CPS can afford the CTU’s demands. By its own admission, the district is on solid—and stable—financial footing today. After 2017, the district began receiving more than $1 billion annually in new public funds in the wake of historic state legislation that reformed the school funding formula—legislation the CTU fought for in Springfield. That legislation created an equity-based school funding formula that channels more funds to school districts like Chicago that have high numbers of students in poverty and higher numbers of overcrowded classrooms.
Yet CPS has refused to use those new funds to alleviate dire conditions in the schools—and spent less on classroom needs in this year’s record $7.7 billion budget than it did last year.
“We’re fighting for the schools our students deserve—and class size matters,” said Robin Black Boose, a teacher at Ashe Elementary, where overcrowding is a serious problem. “Last year. my second grade classroom had 40 students. 40 students. This year, our kindergarten classroom has 39 students. Our students deserve better. But at the bargaining table, management doesn’t even want to talk about class size. The mayor’s always talking about equity.

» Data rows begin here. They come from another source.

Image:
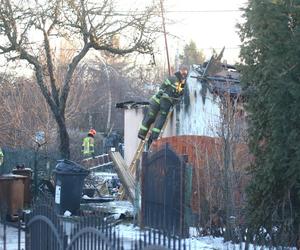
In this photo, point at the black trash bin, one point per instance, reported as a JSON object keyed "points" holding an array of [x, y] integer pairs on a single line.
{"points": [[69, 180]]}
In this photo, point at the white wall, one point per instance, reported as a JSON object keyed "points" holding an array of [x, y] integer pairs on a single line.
{"points": [[199, 118]]}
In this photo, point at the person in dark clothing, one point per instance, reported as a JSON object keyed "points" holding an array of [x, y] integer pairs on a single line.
{"points": [[168, 95]]}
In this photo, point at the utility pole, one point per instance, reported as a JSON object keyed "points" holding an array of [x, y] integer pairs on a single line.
{"points": [[165, 35]]}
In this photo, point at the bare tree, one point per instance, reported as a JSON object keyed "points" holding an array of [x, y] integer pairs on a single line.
{"points": [[29, 31]]}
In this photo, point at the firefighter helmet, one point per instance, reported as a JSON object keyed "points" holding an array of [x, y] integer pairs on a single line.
{"points": [[92, 131]]}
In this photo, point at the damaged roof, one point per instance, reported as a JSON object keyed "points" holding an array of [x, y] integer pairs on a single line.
{"points": [[226, 80]]}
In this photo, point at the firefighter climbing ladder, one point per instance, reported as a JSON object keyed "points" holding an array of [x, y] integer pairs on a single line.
{"points": [[127, 177], [142, 144]]}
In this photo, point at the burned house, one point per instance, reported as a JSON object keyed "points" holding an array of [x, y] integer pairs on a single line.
{"points": [[209, 126]]}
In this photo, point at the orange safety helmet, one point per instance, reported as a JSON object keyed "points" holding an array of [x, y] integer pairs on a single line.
{"points": [[92, 131]]}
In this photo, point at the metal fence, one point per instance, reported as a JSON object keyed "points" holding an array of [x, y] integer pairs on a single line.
{"points": [[163, 191], [43, 229]]}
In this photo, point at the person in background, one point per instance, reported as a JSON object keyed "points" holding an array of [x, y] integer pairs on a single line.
{"points": [[88, 147]]}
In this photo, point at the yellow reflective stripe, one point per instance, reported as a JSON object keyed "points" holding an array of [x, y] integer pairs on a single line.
{"points": [[156, 130], [143, 128], [168, 82], [154, 98]]}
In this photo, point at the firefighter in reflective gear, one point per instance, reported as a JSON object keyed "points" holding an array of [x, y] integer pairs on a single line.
{"points": [[88, 144], [168, 95]]}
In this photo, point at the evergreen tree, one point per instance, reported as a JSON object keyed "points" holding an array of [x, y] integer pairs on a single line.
{"points": [[191, 55], [270, 67]]}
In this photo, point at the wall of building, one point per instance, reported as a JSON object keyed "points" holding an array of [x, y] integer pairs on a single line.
{"points": [[200, 114]]}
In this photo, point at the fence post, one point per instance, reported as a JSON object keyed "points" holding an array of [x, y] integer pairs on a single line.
{"points": [[19, 233], [4, 234], [65, 241]]}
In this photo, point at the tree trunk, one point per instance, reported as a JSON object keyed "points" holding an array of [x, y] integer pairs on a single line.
{"points": [[64, 145]]}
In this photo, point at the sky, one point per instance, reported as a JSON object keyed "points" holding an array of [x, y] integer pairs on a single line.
{"points": [[209, 23]]}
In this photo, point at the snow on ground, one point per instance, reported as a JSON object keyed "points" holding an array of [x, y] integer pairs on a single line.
{"points": [[11, 238], [129, 233]]}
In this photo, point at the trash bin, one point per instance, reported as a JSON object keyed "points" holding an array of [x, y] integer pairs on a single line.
{"points": [[69, 180], [27, 172], [12, 194]]}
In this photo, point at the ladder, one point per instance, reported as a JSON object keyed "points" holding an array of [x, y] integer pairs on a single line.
{"points": [[142, 144]]}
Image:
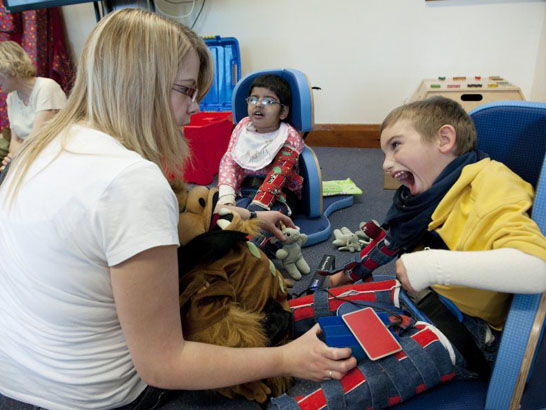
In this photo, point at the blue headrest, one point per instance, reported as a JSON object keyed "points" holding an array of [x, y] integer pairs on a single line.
{"points": [[301, 107], [514, 133]]}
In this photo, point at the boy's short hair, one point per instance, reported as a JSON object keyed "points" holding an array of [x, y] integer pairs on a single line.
{"points": [[427, 116], [276, 84], [14, 61]]}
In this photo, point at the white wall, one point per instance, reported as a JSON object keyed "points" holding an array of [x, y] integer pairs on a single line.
{"points": [[369, 56]]}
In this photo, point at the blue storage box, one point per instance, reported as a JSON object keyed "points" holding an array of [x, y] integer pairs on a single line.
{"points": [[227, 72]]}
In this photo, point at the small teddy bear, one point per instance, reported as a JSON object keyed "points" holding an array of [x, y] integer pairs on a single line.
{"points": [[346, 240], [290, 254]]}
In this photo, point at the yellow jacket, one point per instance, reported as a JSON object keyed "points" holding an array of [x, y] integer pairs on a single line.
{"points": [[487, 208]]}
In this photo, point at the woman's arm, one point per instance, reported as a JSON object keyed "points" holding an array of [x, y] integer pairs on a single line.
{"points": [[146, 295]]}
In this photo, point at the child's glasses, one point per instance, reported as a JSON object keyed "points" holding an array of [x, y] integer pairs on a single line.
{"points": [[190, 92], [265, 101]]}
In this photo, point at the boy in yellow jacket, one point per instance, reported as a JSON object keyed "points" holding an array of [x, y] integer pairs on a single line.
{"points": [[459, 221]]}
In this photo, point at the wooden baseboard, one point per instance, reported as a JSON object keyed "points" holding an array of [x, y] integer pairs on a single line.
{"points": [[344, 135]]}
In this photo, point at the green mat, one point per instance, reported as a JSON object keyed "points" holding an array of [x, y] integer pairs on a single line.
{"points": [[340, 187]]}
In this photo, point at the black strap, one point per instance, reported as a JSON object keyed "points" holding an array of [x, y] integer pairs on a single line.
{"points": [[4, 172], [456, 332]]}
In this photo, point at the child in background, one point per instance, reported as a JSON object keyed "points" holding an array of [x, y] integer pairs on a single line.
{"points": [[263, 145], [31, 100], [471, 215]]}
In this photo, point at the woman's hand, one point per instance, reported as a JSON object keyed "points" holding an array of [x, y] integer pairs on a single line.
{"points": [[270, 221], [309, 358]]}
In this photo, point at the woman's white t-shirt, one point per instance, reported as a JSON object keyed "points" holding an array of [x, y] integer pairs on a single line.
{"points": [[76, 215]]}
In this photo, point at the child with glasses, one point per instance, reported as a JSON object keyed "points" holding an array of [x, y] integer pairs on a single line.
{"points": [[263, 145]]}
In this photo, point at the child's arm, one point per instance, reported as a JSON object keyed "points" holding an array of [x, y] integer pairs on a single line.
{"points": [[229, 174], [502, 270]]}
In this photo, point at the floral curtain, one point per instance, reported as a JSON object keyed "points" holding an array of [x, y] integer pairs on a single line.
{"points": [[40, 33]]}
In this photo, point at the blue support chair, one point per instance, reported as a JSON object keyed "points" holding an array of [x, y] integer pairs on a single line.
{"points": [[513, 132], [313, 221]]}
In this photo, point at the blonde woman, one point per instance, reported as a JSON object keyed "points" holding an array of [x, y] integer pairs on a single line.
{"points": [[31, 100], [89, 314]]}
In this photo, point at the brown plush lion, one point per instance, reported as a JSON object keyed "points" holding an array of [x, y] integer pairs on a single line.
{"points": [[231, 294]]}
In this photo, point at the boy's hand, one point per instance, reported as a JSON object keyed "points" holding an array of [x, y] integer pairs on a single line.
{"points": [[402, 275], [339, 279]]}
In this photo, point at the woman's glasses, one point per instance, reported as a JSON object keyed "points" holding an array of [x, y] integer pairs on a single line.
{"points": [[190, 92], [264, 101]]}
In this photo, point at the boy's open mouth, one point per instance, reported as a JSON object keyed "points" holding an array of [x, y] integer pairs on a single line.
{"points": [[404, 177]]}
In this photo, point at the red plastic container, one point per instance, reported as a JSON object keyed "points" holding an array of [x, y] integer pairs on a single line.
{"points": [[208, 136]]}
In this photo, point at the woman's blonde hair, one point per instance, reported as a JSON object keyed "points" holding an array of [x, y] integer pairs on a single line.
{"points": [[14, 61], [123, 85]]}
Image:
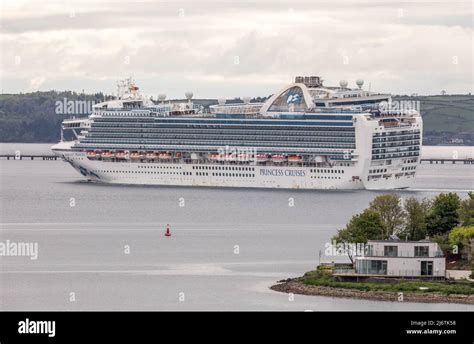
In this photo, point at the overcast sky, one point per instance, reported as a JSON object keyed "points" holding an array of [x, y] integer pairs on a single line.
{"points": [[235, 48]]}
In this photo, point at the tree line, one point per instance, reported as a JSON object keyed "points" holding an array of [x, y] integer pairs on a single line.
{"points": [[446, 219]]}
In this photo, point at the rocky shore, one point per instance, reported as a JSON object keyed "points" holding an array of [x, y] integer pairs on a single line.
{"points": [[296, 286]]}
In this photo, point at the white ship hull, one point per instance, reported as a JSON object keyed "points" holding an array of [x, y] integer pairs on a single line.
{"points": [[220, 175]]}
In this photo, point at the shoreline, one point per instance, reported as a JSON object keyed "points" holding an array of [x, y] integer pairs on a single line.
{"points": [[296, 286]]}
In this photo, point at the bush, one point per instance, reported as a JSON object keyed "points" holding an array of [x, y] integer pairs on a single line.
{"points": [[459, 234]]}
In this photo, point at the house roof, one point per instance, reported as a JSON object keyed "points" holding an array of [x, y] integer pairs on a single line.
{"points": [[424, 241]]}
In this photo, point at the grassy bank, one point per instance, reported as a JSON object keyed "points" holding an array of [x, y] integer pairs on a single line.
{"points": [[325, 279]]}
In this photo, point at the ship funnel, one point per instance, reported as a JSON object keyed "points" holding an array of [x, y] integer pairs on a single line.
{"points": [[246, 99]]}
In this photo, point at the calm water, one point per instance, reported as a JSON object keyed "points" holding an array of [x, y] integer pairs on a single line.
{"points": [[81, 248]]}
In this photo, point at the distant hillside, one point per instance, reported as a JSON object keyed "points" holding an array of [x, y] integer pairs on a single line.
{"points": [[446, 119], [32, 117]]}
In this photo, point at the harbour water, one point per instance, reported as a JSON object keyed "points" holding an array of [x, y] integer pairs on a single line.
{"points": [[101, 247]]}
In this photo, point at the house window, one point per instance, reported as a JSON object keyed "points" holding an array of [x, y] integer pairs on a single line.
{"points": [[370, 250], [372, 267], [422, 251], [378, 267], [390, 251], [427, 268]]}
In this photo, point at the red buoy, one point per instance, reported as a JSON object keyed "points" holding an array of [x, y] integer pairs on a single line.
{"points": [[168, 233]]}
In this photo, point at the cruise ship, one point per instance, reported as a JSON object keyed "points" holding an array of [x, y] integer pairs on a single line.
{"points": [[306, 136]]}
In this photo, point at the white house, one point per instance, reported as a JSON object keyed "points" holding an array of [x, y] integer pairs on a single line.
{"points": [[401, 259]]}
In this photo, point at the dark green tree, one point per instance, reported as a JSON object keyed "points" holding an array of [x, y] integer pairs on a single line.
{"points": [[444, 214], [390, 211], [362, 227], [466, 210], [416, 213]]}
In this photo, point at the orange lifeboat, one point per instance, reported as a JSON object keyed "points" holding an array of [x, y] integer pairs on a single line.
{"points": [[214, 157], [150, 155], [91, 154], [134, 155], [243, 157], [294, 158], [278, 158], [262, 157]]}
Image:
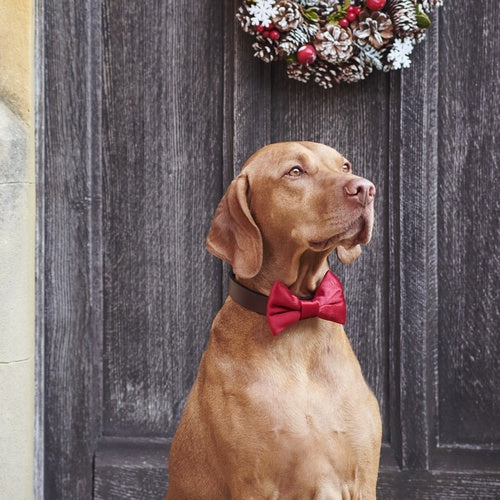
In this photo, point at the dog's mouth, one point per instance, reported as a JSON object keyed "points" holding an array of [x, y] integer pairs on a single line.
{"points": [[358, 232]]}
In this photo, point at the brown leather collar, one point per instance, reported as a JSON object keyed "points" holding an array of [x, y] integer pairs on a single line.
{"points": [[254, 301]]}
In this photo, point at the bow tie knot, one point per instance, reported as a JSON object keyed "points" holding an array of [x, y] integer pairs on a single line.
{"points": [[284, 309], [309, 309]]}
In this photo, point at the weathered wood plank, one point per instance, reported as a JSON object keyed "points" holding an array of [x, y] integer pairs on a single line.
{"points": [[414, 160], [71, 247], [162, 176], [468, 235], [130, 469]]}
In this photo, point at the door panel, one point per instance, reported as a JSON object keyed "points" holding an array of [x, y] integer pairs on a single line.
{"points": [[161, 104]]}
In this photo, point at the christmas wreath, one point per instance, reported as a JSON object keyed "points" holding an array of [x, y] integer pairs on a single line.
{"points": [[333, 41]]}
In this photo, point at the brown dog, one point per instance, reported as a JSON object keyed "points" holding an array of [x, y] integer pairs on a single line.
{"points": [[288, 416]]}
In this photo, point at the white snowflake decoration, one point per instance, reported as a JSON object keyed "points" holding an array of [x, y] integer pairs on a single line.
{"points": [[400, 52], [262, 11]]}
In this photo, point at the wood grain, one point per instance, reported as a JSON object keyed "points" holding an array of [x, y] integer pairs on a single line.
{"points": [[162, 182], [71, 125], [150, 109], [469, 211]]}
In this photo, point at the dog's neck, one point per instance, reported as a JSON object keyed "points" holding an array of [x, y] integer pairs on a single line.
{"points": [[301, 272]]}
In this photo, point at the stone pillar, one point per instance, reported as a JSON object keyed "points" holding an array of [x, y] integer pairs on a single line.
{"points": [[17, 250]]}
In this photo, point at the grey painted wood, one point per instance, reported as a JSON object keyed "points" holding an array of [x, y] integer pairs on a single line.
{"points": [[162, 181], [468, 374], [71, 247], [131, 469], [414, 166], [134, 164]]}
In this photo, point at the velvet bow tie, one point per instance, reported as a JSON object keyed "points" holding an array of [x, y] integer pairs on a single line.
{"points": [[284, 309]]}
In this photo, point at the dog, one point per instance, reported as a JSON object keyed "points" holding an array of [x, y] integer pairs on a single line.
{"points": [[289, 415]]}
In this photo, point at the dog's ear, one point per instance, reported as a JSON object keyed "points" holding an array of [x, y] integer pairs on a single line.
{"points": [[348, 255], [234, 236]]}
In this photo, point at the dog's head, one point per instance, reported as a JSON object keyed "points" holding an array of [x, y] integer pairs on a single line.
{"points": [[293, 196]]}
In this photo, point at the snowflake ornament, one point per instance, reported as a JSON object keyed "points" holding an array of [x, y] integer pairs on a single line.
{"points": [[399, 55], [262, 12], [333, 41]]}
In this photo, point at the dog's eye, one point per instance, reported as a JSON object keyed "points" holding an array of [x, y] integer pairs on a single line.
{"points": [[295, 172]]}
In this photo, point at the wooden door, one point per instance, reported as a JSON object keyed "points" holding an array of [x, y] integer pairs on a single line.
{"points": [[147, 110]]}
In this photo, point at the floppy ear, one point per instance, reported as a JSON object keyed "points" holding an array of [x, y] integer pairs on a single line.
{"points": [[348, 255], [234, 236]]}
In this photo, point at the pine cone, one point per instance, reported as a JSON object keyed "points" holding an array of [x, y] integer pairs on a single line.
{"points": [[264, 49], [288, 15], [327, 6], [325, 75], [374, 28], [355, 69], [334, 44], [244, 20], [404, 16], [429, 5], [298, 71]]}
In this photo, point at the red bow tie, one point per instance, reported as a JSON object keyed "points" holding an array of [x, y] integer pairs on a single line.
{"points": [[284, 308]]}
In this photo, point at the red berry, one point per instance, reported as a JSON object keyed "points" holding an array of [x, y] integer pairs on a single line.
{"points": [[375, 4], [274, 34], [306, 54]]}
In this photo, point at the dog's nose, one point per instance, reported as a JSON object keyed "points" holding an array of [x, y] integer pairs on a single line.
{"points": [[361, 190]]}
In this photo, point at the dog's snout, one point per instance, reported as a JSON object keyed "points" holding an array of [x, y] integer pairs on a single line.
{"points": [[361, 190]]}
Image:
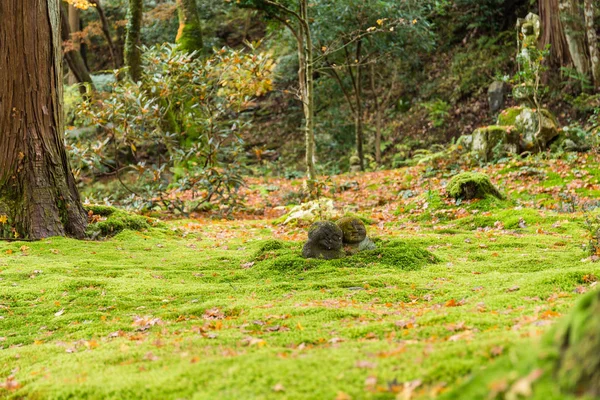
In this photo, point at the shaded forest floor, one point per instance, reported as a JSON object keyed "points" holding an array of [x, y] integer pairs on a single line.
{"points": [[209, 309]]}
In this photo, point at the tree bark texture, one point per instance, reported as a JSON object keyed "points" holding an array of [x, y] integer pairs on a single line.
{"points": [[589, 12], [553, 33], [133, 55], [570, 12], [189, 36], [38, 194], [308, 96]]}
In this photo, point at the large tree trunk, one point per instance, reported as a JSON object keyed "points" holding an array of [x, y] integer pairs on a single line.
{"points": [[308, 97], [570, 12], [73, 56], [189, 36], [114, 54], [37, 189], [553, 33], [592, 41], [133, 55], [74, 23]]}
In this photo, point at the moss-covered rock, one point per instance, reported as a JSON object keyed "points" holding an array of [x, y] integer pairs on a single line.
{"points": [[399, 255], [471, 185], [354, 234], [310, 212], [108, 221], [564, 365], [533, 136], [325, 241], [494, 142]]}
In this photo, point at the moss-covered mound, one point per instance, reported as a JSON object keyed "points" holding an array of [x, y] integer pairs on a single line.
{"points": [[564, 365], [578, 341], [472, 185], [108, 221], [286, 257]]}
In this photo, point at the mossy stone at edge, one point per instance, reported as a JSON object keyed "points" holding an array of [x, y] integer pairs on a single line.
{"points": [[472, 185]]}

What about justice for our students?”
Should the union and CPS fail to come to agreement on a new contract before October 17, they’ll be joined on the picket line by 7,000 members of SEIU Local 73, which represents special education classroom assistants, janitors and security officers in CPS. Earlier this week, those workers announced their intention to strike on October 17 as they battle for better working conditions for their low-wage members, who are overwhelmingly Black and Latinx.
“My husband works for CTU, as well,” said SEIU member Karen Bynum, who works at Ray Elementary. “If we go on strike, all of our family’s income will be cut off. But we’re willing to take this stand because we’re fed up with oversized classrooms with not even enough seats in the classroom, no librarians, dirty conditions with no air conditioning, no gym teachers, broken faucets and water fountains, and nothing we can do to help our students. We have students with diabetes and sickle cell anemia, but if we don’t have a nurse every day—and we don’t—something could happen to those kids that could literally take their lives. We have got to take a stand for our students and we are going to get our students what they need.”
Those words were echoed by Linda Perales, a special education teacher at Corkery Elementary in Little Village. who spoke in both English and Spanish at the packed CTU union hall.
“We don’t want to strike, but we will if we have to,” said Perales. “Our students deserve smaller class sizes. They deserve nurses. They deserve social workers. They deserve bilingual educators. This is what we’re asking for at the table, and we’re willing to strike to get them for our students.”
Bargaining between the CTU and CPS continues on Thursday.